Total Recall QA (TRQA) is a benchmark designed to evaluate deep research systems on total-recall queries - question answering tasks where accurate generation of the answer requires retrieving all relevant documents from a large corpus, as well as reasoning and synthesizing information across all relevant documents. Unlike traditional QA benchmarks that reward partial retrieval, TRQA evaluates systems in settings where complete recall is necessary for correct reasoning.
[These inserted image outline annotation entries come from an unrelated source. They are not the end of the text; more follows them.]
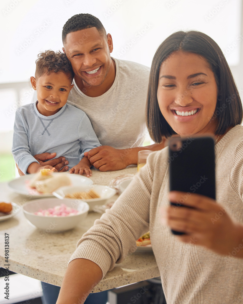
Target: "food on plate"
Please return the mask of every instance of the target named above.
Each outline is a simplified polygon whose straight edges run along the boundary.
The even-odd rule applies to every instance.
[[[150,232],[145,233],[141,237],[139,237],[136,242],[137,246],[147,246],[151,245]]]
[[[65,197],[67,199],[98,199],[100,197],[93,189],[88,192],[75,192],[66,194]]]
[[[11,211],[12,209],[11,203],[0,203],[0,212],[7,213]]]
[[[38,192],[51,193],[60,187],[69,186],[71,182],[67,175],[57,173],[47,179],[37,181],[35,183],[35,188]]]
[[[44,210],[40,209],[34,212],[34,214],[44,216],[67,216],[75,215],[78,212],[76,209],[68,207],[65,204],[62,204],[61,205],[55,206],[53,208],[49,208]]]
[[[51,177],[53,169],[40,169],[39,173],[37,173],[30,182],[29,186],[31,188],[35,188],[35,184],[37,181],[42,181]],[[55,169],[54,169],[55,170]]]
Empirical results demonstrate that TRQA is challenging in both retrieval and reasoning for deep research agents. Single retrieval rounds even with deep rank lists often yield poor recall, and the multi-round retrieval of DRAs still results in poor performance. Closed-book LLMs (notably GPT-5.2) dominate on real-world subsets of TRQA; but LLM-only performance drops sharply on TRQA's synthtic subset, exposing the impact of data contamination and cross-domain generalizability in evaluating DRAs. Experiments show agents issue roughly the same number of sub-queries regardless of the number of relevant entities, and additional sub-queries retrieve mostly irrelevant rather than new gold entities. Even under Oracle retrieval, state-of-the-art LLMs still struggle on the majority of queries, with 90% reasoning failure despite access to complete evidence.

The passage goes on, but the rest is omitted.